Between World Wars I and II, Australian settlers would establish more and more large coffee estates in the Eastern Highlands. As commercial exports ramped up, more indigenous Papuans would adopt coffee as a cash crop alongside their traditional economies, in most cases processing at home and selling humid parchment to traveling collectors. For hundreds of thousands of rural farmers coffee would be, and still is, the very first and only source of western currency.
To this day expert-level cultivation knowledge largely remains in the possession and experience of PNG’s plantation owners. Remote smallholder coffee tends to fall short of its potential, receiving only scarce quality interventions from ambitious millers and exporters. And, in this case, larger landowners.
Bena Coffee Farm, about ten miles Southeast of Goroka, is a hybrid model for PNG: a 33 hectare private estate whose coffee is sub-divided into individual family-run plots for direct management, many of which have been cared for by the same family for two generations.

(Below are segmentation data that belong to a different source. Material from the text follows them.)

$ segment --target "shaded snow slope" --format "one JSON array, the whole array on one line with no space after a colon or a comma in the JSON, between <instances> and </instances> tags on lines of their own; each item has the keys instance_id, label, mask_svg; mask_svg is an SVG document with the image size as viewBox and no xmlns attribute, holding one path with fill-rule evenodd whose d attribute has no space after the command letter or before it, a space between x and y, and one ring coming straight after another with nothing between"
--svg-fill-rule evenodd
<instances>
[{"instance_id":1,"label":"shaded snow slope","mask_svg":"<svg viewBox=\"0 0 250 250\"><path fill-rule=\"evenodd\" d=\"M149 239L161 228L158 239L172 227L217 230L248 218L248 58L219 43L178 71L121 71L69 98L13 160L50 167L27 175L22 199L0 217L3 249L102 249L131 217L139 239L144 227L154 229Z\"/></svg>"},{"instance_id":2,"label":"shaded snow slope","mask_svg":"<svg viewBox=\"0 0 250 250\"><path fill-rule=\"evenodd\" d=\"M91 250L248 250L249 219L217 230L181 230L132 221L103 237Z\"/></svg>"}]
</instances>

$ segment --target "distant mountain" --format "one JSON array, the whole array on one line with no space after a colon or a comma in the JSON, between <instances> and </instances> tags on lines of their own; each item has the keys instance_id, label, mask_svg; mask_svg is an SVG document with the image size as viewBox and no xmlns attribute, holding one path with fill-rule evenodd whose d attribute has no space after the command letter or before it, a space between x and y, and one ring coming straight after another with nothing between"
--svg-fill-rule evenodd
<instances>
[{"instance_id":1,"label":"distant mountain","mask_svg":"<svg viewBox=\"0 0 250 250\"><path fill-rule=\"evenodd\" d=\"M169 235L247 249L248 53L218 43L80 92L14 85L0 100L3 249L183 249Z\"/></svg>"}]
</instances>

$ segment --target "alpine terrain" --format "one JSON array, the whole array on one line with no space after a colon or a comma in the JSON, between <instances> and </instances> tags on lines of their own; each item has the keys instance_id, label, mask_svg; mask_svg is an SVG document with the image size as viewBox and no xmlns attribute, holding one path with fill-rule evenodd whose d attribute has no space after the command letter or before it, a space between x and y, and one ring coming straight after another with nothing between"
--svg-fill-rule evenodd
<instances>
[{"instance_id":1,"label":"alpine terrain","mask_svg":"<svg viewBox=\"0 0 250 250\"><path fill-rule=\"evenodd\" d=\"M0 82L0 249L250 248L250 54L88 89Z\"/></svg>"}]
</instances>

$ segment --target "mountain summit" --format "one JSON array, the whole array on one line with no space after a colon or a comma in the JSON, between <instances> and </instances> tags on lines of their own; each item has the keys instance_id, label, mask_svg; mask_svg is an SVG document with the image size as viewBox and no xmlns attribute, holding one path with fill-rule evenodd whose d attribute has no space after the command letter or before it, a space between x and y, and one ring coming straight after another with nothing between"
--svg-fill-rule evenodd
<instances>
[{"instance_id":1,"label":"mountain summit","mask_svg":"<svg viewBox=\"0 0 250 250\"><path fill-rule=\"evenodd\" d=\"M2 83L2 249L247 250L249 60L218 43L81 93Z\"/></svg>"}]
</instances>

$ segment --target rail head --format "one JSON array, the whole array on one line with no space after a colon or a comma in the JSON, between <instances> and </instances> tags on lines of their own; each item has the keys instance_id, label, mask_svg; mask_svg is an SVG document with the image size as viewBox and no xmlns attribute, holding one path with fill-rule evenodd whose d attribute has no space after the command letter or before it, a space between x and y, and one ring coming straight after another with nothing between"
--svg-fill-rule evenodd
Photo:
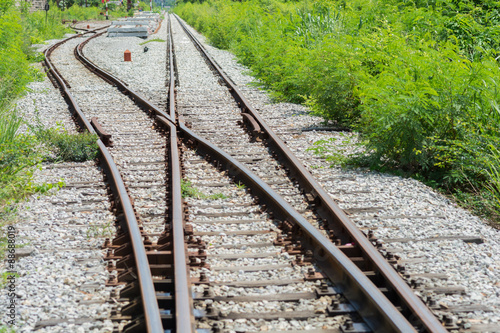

Coffee was first planted at Bena in the early 1990s, and has grown over time as coffee continues to be planted anew. Each participating family unit manages their individual block within the greater farmland. This includes coffee plant management (pruning, weeding), soil drainage and overall health, fencing, and canopy management. Canopy tends to made up of leguminous nitrogen fixers such as Casuarina, Albizia and Lucina trees, and common subsistence crops like banana and taro are frequently interplanted.
Coffee on Bena Coffee Farm, while tended in small individual plots, is processed as is typical among smallholders in PNG: cherry is picked and hand-pulped on site, and then fermented dry in small plastic tubs or bags between 36-48 hours. Clean water is used to wash the fermented parchment, after which the parchment is sun-dried on raised beds for an average of 7-10 days. Finished dried parchment is packed in clean jute bags and kept in designated storage houses on individual farms, until delivery to the central dry mill for quality control and final processing for export.
The farm is planning to establish a centralized wet mill for cherry processing for all participating farmers, with the goal of increasing quality and lowering overall processing costs for the community. Additionally, Bena plans to achieve Organic, Fair Trade, and Rain Forest Alliance certifications for all farmers in charge of plots on the property.